Miit Daga, Swarna Priya Ramu

cs.CRcs.DBcs.LG

TLDR

VeriX-Anon is a multi-layered framework for mathematically verifiable outsourced k-anonymization, ensuring faithful execution of privacy-sensitive data transformations.

Key contributions

  • VeriX-Anon offers a multi-layered framework for mathematically verifiable outsourced target-driven k-anonymization.
  • It integrates deterministic (Merkle-style hashing), probabilistic (Sentinels, Twins), and XAI-based utility verification.
  • Detected deviations in 11 of 12 scenarios against various adversaries, with no single layer achieving this alone.
  • Client-side verification is fast (<1s for 1M rows) and preserves significantly more utility than blind anonymization.

Why it matters

This paper addresses the critical need for verifying outsourced privacy-sensitive data anonymization, a growing concern for organizations using cloud services.

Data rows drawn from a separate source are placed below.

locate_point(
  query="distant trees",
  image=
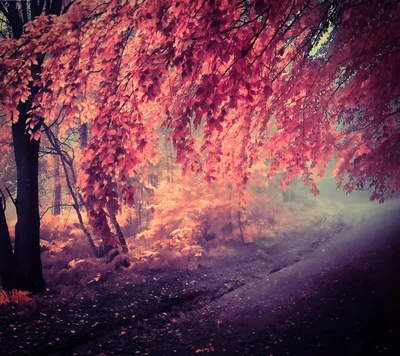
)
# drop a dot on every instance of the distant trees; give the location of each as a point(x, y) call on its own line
point(292, 82)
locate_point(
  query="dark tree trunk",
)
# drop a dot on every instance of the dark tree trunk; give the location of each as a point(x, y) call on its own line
point(27, 230)
point(25, 263)
point(57, 188)
point(6, 254)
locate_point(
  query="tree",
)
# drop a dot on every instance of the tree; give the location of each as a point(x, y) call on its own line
point(294, 82)
point(25, 261)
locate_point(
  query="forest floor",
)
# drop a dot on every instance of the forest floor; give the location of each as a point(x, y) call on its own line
point(327, 290)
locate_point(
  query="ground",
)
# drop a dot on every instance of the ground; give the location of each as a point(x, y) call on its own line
point(327, 290)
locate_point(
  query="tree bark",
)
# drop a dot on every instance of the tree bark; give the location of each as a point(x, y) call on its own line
point(27, 230)
point(57, 188)
point(6, 254)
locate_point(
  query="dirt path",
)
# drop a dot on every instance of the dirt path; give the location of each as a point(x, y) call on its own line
point(332, 297)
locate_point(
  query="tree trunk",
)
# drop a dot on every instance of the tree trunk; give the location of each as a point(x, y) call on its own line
point(57, 188)
point(6, 254)
point(27, 230)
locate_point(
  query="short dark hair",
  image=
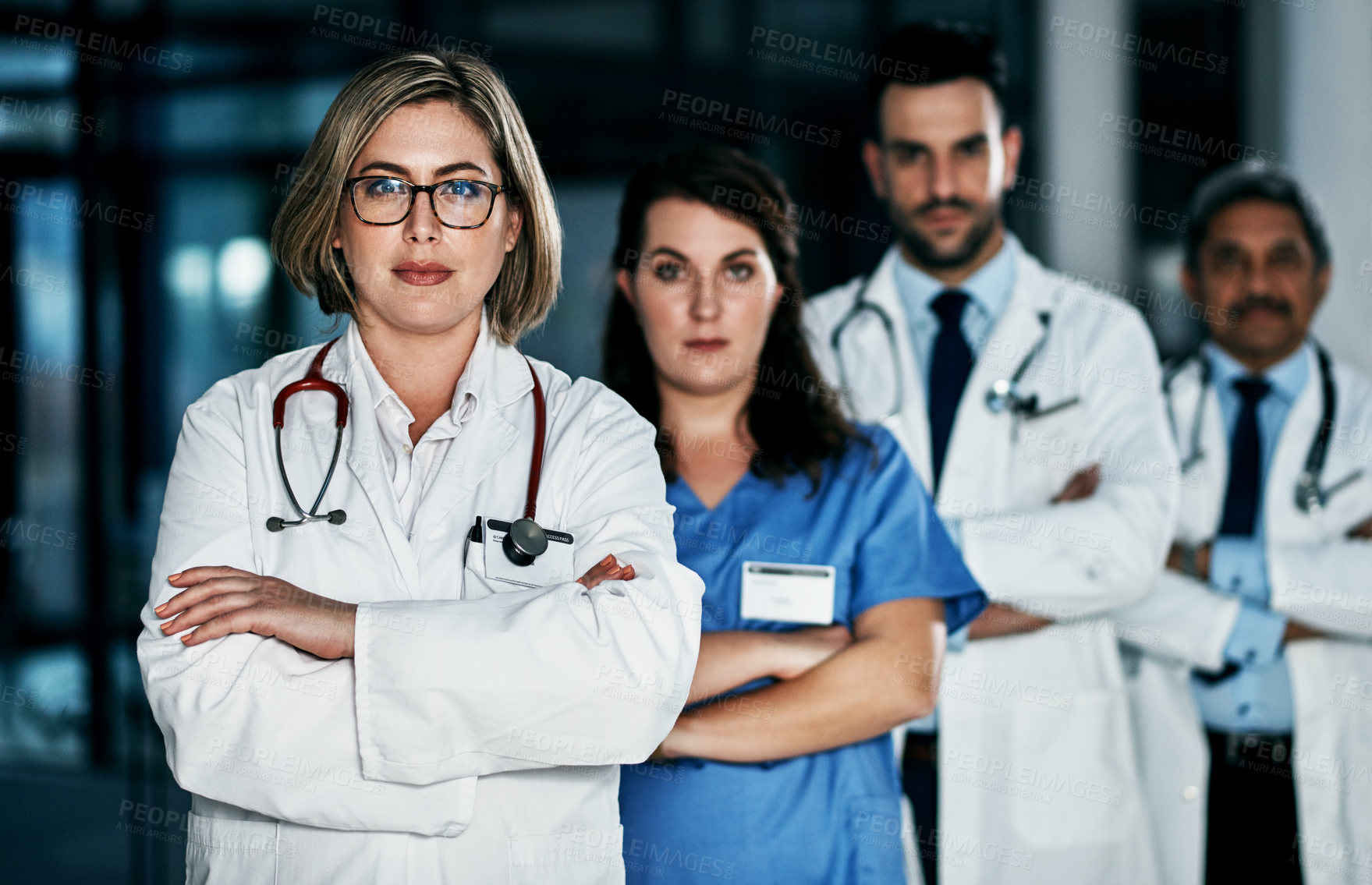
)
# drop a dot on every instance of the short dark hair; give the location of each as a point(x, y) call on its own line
point(793, 415)
point(1238, 182)
point(938, 54)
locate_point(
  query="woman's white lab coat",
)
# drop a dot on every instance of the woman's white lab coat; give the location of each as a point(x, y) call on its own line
point(477, 733)
point(1037, 780)
point(1319, 576)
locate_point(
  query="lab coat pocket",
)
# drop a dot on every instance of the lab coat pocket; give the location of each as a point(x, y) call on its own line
point(575, 855)
point(220, 851)
point(1070, 782)
point(877, 834)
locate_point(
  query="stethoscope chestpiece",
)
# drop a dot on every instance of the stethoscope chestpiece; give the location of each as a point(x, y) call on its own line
point(1001, 395)
point(1308, 497)
point(524, 541)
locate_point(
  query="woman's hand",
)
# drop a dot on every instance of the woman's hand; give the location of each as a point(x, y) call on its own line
point(605, 570)
point(218, 600)
point(806, 648)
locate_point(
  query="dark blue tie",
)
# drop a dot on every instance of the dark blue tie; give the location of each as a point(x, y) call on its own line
point(948, 370)
point(1245, 491)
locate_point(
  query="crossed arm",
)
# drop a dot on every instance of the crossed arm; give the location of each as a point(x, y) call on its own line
point(835, 688)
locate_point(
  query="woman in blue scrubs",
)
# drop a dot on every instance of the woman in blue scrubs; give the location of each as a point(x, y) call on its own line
point(831, 583)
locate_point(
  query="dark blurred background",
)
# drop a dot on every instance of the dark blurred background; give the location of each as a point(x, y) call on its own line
point(146, 144)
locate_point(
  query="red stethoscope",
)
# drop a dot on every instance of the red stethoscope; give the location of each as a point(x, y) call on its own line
point(523, 542)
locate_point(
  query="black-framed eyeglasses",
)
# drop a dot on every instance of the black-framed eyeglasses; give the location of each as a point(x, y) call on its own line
point(460, 204)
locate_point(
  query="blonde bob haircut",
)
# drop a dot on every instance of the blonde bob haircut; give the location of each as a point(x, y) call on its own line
point(302, 234)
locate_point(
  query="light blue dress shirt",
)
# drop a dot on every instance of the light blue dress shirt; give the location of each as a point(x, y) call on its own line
point(988, 292)
point(1257, 697)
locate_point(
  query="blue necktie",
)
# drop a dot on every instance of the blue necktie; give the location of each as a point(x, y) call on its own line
point(948, 370)
point(1245, 491)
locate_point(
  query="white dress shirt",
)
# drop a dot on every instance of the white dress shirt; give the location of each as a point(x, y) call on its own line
point(413, 467)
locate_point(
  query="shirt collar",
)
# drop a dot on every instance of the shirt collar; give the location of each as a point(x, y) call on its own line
point(990, 287)
point(466, 395)
point(1286, 377)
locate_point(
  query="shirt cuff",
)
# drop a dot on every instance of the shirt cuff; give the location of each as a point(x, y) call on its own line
point(1238, 565)
point(1256, 639)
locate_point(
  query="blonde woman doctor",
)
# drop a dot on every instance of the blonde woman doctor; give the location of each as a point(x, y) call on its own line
point(388, 693)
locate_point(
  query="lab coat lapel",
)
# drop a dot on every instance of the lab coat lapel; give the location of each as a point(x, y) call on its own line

VeriX-Anon provides a robust, multi-layered solution that ensures faithful execution of anonymization algorithms. It enhances trust and compliance while preserving data utility, making it vital for secure data outsourcing.

Original Abstract

Organisations increasingly outsource privacy-sensitive data transformations to cloud providers, yet no practical mechanism lets the data owner verify that the contracted algorithm was faithfully executed. VeriX-Anon is a multi-layered verification framework for outsourced Target-Driven k-anonymization combining three orthogonal mechanisms: deterministic verification via Merkle-style hashing of an Authenticated Decision Tree, probabilistic verification via Boundary Sentinels near the Random Forest decision boundary and exact-duplicate Twins with cryptographic identifiers, and utility-based verification via Explainable AI fingerprinting that compares SHAP value distributions before and after anonymization using the Wasserstein distance. Evaluated on three cross-domain datasets against Lazy (drops 5 percent of records), Dumb (random splitting, fake hash), and Approximate (random splitting, valid hash) adversaries, VeriX-Anon correctly detected deviations in 11 of 12 scenarios. No single layer achieved this alone. The XAI layer was the only mechanism that caught the Approximate adversary, succeeding on Adult and Bank but failing on the severely imbalanced Diabetes dataset where class imbalance suppresses the SHAP signal, confirming the need for adaptive thresholding. An 11-point k-sweep showed Target-Driven anonymization preserves significantly more utility than Blind anonymization (Wilcoxon $p = 0.000977$, Cohen's $d = 1.96$, mean F1 gap $+0.1574$). Client-side verification completes under one second at one million rows. The threat model covers three empirically evaluated profiles and one theoretical profile (Informed Attacker) aware of trap embedding but unable to defeat the cryptographic salt. Sentinel evasion probability ranges from near-zero for balanced datasets to 0.52 for imbalanced ones, a limitation the twin layer compensates for in every tested scenario.